Hey everyone, I made this account so I can get some good inside tips about tortoises. Over the past two months I have been carefully researching about tortoises but specifically Russian Tortoises. I have my habitat all set up perfect for a male tortoise but I live in Georgia and I am having a hard time finding good breeders. I also realize that there might not be any available due to winter but if you know some one that is either looking to sell babies or rehoming juveniles or adult, please let me know! Thank you!


----------



## Cherryshell (Feb 3, 2021)

I saw on @Southernreptiles YT channel that he had a Russian lay some eggs a few weeks ago, definitely recommend checking his website out, PRICELIST | Southern Reptiles and keep an eye out for when the hatchlings become available.


----------



## Toddrickfl1 (Feb 3, 2021)

riri30076 said:


> Hey everyone, I made this account so I can get some good inside tips about tortoises.
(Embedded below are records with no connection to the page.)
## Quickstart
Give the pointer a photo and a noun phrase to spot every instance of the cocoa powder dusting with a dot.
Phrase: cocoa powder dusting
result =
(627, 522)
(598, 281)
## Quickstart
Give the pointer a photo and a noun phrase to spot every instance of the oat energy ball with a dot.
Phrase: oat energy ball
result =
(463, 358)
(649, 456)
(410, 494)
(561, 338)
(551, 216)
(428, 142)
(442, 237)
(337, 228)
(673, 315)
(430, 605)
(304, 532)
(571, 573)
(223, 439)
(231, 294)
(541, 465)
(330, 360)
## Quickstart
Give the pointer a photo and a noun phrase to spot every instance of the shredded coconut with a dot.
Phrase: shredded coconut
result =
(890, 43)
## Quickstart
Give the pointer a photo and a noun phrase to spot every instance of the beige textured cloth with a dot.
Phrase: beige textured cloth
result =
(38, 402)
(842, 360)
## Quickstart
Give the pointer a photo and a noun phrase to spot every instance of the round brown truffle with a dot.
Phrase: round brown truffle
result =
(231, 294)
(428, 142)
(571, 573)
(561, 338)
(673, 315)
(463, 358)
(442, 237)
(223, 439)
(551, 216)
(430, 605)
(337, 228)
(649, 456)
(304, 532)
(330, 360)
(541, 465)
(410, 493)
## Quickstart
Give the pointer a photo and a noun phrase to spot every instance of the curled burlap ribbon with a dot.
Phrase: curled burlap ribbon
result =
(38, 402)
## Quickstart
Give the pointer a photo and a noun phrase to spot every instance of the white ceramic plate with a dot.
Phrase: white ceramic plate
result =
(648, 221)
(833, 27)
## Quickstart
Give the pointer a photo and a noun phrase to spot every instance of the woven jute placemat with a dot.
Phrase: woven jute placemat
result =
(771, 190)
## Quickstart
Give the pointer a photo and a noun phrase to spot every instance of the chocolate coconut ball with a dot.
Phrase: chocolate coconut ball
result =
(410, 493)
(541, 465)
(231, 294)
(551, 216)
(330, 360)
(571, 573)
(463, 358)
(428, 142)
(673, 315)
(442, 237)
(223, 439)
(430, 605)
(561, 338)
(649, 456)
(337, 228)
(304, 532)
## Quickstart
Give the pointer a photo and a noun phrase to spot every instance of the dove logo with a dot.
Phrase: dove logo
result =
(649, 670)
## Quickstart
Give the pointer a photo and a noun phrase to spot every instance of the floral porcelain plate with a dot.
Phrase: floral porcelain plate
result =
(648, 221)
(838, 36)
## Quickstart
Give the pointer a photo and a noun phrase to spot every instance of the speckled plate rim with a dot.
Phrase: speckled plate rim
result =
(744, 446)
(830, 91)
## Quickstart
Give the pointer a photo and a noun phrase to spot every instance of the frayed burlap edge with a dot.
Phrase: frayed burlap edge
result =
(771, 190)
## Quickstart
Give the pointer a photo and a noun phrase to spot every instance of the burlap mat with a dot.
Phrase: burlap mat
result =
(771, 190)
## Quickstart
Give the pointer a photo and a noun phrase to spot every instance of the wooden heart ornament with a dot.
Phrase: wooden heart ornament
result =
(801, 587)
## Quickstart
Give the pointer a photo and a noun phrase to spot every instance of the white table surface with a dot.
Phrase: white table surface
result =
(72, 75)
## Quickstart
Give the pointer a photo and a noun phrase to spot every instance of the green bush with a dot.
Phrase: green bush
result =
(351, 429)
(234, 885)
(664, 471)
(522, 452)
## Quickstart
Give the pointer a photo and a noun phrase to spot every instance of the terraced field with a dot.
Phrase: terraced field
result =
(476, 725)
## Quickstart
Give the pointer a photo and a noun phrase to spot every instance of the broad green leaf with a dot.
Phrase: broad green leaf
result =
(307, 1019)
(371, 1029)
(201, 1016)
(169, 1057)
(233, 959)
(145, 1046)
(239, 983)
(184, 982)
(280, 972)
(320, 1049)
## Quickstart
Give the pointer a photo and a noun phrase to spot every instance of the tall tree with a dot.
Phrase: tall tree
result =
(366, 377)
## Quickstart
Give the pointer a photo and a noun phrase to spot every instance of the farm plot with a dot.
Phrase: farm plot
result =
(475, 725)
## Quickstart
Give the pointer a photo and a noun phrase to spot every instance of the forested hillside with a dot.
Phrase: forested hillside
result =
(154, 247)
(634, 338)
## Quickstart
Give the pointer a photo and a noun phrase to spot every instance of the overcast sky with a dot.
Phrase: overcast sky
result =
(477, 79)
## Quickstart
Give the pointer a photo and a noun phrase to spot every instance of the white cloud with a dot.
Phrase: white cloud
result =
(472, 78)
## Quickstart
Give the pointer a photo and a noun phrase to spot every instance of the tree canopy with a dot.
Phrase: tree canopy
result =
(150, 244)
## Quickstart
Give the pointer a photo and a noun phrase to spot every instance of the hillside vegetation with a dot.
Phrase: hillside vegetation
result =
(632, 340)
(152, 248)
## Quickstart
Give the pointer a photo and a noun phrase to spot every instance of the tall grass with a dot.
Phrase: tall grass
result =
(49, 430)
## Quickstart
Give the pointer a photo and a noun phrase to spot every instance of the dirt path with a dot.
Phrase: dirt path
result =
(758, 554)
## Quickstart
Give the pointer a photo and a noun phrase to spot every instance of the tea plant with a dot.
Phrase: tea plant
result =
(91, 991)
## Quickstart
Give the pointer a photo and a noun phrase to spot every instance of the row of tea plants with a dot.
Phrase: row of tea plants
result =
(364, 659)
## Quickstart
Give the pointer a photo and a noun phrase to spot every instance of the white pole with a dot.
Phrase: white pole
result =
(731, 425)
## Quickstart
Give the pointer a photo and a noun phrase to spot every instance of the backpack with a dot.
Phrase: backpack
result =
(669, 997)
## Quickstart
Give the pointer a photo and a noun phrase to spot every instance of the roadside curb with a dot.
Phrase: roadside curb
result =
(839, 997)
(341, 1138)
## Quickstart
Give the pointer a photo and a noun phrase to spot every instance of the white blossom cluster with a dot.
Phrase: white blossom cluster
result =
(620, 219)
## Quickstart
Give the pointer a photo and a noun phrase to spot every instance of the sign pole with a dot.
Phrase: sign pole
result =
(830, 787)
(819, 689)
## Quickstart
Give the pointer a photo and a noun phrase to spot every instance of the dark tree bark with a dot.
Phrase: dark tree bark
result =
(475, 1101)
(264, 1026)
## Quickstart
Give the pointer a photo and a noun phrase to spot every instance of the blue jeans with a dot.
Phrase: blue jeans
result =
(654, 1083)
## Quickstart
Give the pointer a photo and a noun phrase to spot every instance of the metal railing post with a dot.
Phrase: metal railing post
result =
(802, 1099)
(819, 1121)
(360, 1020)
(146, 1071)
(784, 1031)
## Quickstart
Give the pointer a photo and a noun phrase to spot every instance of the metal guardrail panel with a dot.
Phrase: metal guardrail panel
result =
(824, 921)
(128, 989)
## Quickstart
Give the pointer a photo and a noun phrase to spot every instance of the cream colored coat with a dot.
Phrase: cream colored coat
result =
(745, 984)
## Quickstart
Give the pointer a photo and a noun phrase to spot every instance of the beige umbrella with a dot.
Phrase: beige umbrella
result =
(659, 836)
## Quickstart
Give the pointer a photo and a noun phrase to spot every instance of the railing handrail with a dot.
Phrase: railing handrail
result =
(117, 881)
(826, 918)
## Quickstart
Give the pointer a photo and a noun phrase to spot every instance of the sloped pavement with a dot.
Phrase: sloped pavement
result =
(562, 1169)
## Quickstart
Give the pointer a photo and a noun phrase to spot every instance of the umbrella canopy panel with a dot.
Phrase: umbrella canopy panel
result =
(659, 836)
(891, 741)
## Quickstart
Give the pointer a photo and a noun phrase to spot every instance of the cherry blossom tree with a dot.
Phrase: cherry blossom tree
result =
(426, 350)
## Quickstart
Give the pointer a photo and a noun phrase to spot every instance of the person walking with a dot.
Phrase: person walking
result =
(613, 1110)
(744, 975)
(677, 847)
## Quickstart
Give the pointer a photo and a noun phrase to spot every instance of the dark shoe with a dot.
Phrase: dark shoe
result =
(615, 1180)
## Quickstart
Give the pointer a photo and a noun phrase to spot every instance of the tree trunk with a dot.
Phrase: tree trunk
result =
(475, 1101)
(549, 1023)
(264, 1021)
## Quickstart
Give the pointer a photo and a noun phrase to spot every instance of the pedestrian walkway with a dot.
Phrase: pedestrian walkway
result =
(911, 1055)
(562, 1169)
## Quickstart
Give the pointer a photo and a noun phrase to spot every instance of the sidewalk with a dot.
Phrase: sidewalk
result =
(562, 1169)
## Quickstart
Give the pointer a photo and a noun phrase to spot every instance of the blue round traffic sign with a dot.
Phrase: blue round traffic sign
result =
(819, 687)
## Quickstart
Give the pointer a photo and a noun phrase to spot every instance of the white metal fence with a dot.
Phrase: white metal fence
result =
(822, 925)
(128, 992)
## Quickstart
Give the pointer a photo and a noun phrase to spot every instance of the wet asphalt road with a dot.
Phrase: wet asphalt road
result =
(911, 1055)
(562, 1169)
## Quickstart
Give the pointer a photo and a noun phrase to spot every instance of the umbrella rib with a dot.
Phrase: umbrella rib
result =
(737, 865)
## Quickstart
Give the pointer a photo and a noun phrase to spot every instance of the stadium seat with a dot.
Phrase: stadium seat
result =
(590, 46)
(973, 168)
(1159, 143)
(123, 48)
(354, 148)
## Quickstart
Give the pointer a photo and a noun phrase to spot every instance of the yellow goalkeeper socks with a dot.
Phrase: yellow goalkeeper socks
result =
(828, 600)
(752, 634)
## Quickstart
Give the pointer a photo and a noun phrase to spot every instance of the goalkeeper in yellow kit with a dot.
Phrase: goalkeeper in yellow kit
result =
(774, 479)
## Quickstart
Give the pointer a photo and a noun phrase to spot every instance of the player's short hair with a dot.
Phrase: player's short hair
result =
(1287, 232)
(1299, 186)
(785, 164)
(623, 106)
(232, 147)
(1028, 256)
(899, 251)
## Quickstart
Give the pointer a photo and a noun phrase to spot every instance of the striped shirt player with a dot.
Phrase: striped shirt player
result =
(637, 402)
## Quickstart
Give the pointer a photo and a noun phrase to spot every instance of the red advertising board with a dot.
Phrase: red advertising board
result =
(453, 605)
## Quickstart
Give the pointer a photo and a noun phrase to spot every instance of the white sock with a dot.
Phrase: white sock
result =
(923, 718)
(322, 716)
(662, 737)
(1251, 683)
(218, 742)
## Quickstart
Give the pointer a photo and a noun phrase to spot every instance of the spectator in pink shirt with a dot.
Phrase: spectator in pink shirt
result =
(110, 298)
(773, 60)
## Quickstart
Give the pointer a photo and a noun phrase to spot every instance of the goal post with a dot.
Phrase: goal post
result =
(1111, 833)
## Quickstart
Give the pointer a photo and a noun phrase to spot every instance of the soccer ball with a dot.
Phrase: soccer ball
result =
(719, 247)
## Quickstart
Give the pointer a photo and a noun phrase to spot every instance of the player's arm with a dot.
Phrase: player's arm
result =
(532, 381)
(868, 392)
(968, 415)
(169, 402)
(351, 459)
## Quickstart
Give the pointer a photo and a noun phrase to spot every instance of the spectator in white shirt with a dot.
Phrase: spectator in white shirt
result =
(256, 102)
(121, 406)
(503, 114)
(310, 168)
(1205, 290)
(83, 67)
Over the past two months I have been carefully researching about tortoises but specifically Russian Tortoises. I have my habitat all set up perfect for a male tortoise but I live in Georgia and I am having a hard time finding good breeders. I also realize that there might not be any available due to winter but if you know some one that is either looking to sell babies or rehoming juveniles or adult, please let me know! Thank you!


April 10 and 11th is Repticon GA. It's held at the Gwinnett arena. You'll see tons of adult Russians for sale there.


----------